Interessant finde ich die Übertragung vom sehr Kleinen, hier der von Kristeva genannten redundanten DNA-Doppelhelix, mit beschriebenen Stasen (Staus jedweder Körperflüssigkeiten) und als notwendig erachteten Abfuhren, zum Großen, hier der Gesellschaft, mit durch den Kapitalismus verursachten Einengungen und möglichen Tendenzen zum Ausbruch. Beides kann man, übertragen oder direkt, anhand des Tocqueville-Effekts zur Diskussion stellen, der nach der französischen Revolution und vor der französischen Avantgarde-Literatur, die die Autorin ihren Untersuchungen zu Grunde legt (Lautréamont und Mallarmé), erstmals vorgestellt wurde.
Der Begriff der ‚Intertextualität‘ soll in Bezug auf die Avantgarde besser als ‚Transposition‘ bezeichnet werden - sich orientierend an Freuds Traumarbeit, am Aspekt der Verschiebung, erwähnt Kristeva die sehr ähnliche literarische „Vertauschung des sprachlichen Ausdrucks“, welche ebenso eine Deutung erfordert, um Bedeutung zu erhalten. Neben der Metapher, die einer Verdichtung anhand von Sprache gleichkommt, ist die in der betreffenden Literatur viel verwendete Metonymie das der Verschiebung entsprechende literarische Stilmittel des Symbolismus. Ob die, z. B. bei Baudelaire oder Proust verwendeten Synästhesien, einer individuellen oder auch gesellschaftlichen Energie-Abfuhr dienen können, wäre zu untersuchen.
Kristeva schlägt, fußend auf dem beschriebenen individuellen Spannungsfeld, welches sich in Wechselwirkung mit dem es umgebenden Kollektiv begibt, den Weg einer sozialistischen Revolution und Abkehr vom Kapitalismus vor.

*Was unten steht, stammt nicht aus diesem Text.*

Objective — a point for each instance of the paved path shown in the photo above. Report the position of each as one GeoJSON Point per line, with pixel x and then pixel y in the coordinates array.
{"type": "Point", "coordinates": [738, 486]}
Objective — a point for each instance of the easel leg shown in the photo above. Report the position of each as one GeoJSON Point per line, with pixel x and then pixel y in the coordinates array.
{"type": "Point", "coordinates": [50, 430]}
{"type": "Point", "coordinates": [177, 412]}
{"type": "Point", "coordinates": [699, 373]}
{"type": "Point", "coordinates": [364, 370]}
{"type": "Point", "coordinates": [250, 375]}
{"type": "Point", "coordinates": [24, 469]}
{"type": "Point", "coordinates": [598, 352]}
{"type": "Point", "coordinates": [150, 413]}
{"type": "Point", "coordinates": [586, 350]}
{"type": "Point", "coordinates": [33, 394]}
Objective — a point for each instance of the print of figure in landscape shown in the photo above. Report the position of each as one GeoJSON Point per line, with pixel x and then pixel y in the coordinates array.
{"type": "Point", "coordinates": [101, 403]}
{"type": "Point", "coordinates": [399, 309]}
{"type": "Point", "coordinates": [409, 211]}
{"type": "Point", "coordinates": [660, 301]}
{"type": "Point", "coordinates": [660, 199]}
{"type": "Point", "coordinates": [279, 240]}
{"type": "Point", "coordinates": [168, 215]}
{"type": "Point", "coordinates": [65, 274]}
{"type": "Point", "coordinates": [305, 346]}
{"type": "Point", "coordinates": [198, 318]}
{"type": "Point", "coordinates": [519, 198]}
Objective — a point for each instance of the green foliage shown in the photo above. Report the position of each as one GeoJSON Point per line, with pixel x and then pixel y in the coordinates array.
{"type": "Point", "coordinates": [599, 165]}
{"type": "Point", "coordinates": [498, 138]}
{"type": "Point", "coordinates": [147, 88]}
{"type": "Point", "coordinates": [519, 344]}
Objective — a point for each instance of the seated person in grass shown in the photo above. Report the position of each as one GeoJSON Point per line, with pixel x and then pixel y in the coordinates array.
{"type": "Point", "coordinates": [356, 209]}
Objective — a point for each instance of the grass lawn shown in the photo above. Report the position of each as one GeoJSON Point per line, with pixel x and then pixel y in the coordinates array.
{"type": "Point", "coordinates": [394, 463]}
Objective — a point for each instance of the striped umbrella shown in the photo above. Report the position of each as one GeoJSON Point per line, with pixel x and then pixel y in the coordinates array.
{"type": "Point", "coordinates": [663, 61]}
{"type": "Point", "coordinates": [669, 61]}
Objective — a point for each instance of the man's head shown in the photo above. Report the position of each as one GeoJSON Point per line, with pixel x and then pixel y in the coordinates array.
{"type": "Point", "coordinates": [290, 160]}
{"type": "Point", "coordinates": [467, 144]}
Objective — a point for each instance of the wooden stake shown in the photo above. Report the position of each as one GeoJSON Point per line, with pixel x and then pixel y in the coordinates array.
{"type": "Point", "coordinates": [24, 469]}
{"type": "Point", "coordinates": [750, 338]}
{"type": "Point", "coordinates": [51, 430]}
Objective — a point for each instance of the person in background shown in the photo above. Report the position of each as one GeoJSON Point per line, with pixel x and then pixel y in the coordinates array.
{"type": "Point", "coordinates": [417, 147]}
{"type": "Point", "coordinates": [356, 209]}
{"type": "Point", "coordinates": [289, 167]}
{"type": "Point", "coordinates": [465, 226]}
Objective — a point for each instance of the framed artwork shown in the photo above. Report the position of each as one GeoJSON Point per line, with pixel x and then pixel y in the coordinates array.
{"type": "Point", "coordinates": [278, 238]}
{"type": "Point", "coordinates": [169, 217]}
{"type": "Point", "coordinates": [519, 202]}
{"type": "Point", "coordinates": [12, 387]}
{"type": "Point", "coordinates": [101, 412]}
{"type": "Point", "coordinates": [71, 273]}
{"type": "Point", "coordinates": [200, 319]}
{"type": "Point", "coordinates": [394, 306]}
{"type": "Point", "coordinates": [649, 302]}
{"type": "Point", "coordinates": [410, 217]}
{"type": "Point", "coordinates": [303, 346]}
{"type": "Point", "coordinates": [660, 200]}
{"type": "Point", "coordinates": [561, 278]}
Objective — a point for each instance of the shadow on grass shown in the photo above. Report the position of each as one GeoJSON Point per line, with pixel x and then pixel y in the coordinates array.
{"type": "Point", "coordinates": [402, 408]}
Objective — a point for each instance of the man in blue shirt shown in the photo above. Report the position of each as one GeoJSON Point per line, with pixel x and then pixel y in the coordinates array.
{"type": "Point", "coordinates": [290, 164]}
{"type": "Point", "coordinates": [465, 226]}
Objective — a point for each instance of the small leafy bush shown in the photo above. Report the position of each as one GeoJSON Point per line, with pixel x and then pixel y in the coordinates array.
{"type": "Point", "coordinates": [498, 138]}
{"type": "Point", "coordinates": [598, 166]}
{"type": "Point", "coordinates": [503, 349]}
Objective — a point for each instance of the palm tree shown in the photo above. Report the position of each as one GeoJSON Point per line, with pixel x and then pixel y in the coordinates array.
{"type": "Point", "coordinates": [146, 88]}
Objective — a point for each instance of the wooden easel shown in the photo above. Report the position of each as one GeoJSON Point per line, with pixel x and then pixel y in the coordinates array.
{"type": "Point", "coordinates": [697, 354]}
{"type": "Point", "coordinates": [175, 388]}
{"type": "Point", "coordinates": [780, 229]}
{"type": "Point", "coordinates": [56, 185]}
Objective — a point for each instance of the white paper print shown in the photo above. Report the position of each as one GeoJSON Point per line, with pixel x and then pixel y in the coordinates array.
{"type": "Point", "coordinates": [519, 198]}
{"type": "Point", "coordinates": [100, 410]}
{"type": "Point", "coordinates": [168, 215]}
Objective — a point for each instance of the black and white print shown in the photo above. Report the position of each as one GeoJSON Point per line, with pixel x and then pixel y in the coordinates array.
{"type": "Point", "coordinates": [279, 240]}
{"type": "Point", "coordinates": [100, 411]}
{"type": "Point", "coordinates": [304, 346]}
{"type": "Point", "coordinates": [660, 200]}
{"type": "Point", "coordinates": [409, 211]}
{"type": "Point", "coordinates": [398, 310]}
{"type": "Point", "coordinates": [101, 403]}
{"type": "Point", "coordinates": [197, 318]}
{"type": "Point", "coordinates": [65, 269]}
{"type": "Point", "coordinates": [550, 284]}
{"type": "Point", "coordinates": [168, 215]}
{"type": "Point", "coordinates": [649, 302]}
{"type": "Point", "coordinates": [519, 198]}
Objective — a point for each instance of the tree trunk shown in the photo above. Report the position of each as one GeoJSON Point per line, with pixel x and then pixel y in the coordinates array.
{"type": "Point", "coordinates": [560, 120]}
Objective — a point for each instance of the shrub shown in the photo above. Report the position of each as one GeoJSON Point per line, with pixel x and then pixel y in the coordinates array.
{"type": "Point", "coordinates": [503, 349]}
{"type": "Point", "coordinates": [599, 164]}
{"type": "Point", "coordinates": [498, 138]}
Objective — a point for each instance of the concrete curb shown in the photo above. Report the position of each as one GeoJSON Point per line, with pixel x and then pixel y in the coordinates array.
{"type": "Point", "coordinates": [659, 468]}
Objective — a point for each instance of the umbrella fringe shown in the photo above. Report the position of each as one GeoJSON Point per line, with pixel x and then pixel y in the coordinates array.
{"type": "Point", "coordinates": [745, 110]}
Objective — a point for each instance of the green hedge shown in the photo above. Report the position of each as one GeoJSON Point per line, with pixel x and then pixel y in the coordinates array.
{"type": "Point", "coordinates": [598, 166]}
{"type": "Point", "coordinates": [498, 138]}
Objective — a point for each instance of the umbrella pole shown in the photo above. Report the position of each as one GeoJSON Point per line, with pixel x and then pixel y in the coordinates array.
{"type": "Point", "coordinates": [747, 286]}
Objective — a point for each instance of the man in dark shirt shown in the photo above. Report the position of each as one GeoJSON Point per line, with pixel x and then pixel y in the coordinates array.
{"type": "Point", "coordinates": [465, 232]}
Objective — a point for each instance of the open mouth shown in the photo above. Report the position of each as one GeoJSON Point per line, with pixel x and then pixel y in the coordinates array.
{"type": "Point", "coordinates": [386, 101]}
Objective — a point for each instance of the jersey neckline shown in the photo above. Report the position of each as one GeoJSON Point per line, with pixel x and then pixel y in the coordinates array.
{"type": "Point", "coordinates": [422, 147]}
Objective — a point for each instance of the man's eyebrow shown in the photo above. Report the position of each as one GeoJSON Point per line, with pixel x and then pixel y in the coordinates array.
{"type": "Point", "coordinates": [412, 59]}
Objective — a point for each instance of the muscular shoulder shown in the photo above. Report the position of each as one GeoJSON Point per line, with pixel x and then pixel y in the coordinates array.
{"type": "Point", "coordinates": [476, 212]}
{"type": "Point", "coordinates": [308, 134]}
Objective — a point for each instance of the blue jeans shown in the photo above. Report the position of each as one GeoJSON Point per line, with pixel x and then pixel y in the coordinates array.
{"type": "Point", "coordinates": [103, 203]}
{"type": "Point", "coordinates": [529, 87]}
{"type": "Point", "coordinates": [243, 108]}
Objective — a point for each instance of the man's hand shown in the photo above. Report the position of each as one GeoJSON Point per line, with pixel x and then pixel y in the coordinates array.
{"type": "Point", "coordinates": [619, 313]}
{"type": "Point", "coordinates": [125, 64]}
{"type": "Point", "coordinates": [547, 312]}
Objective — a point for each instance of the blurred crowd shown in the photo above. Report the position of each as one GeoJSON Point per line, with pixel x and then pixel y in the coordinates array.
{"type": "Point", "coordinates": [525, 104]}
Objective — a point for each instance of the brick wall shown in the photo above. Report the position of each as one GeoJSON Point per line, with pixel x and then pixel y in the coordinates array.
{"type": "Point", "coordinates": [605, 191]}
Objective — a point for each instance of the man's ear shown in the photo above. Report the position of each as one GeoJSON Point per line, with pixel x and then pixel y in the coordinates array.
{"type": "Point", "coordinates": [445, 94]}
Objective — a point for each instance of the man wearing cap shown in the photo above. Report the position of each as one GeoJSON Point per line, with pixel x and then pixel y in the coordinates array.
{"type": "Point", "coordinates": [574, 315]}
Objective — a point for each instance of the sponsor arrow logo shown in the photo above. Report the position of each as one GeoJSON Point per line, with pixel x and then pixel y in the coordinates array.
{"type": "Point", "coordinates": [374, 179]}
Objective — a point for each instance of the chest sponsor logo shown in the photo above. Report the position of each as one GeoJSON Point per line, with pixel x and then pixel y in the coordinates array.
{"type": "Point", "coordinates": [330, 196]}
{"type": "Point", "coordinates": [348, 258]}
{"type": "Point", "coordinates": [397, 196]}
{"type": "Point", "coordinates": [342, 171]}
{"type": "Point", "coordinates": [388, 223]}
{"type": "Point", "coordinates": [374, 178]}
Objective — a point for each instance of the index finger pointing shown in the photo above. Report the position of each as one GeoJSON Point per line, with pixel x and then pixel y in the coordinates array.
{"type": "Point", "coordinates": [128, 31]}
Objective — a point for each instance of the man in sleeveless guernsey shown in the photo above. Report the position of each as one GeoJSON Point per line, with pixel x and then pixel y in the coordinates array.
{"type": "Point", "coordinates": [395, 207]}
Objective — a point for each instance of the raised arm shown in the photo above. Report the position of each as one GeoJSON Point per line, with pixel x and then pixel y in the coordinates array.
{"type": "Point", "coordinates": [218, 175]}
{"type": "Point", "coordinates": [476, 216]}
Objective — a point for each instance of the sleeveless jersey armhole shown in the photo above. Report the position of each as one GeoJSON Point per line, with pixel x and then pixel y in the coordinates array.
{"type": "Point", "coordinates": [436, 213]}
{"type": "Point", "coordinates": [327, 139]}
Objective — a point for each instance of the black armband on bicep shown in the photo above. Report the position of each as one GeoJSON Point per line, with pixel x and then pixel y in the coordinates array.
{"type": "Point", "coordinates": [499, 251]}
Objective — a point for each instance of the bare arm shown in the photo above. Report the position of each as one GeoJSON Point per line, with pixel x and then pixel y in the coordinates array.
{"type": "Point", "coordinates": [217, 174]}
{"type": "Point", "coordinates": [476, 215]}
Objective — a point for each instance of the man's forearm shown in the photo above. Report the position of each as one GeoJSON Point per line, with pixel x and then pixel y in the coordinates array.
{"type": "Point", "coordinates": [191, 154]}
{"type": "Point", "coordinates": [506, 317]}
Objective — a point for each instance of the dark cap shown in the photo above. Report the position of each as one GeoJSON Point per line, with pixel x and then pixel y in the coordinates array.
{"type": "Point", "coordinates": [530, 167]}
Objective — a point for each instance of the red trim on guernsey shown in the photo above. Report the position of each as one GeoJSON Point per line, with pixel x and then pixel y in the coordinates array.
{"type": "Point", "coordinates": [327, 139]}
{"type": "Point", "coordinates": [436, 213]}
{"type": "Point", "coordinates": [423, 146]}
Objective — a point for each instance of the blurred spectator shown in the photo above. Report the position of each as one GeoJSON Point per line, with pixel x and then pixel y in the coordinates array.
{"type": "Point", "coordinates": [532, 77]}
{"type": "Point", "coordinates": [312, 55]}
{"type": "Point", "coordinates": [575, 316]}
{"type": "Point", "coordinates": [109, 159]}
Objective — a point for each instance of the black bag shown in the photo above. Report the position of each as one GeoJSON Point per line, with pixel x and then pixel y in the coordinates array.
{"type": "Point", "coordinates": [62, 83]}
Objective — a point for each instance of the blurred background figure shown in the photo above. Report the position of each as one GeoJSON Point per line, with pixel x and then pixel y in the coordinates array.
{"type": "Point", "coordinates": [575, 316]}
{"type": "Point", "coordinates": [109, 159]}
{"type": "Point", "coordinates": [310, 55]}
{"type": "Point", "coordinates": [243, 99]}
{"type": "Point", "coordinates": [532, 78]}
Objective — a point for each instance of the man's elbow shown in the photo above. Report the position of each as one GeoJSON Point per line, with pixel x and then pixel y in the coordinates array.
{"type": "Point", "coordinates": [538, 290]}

Der Kunst, und im vorliegenden Fall der Literatur, wohnt die Möglichkeit des mimetischen Effekts inne, durch welchen die Umsetzung ihrer Ergebnisse angestoßen werden kann, eine marxistische und vor allem säkulare Gesellschaft (Religionskritik nach Feuerbach und Marx, zweiterer Schüler von Hegel).
So kann „Die Revolution der poetischen Sprache“ performativ - wenn diese selbst revolutioniert wird - helfen, eine Revolution (oder vielleicht doch Reform?) DURCH die poetische Sprache zu bewirken. Die Situation seit 1978 (Erscheinungsjahr des Buches) hat sich eher entgegengesetzt entwickelt, aber die Frage, ob dies für Individuum, Sprache und Menschheit gesund ist, bleibt - legitimer denn je.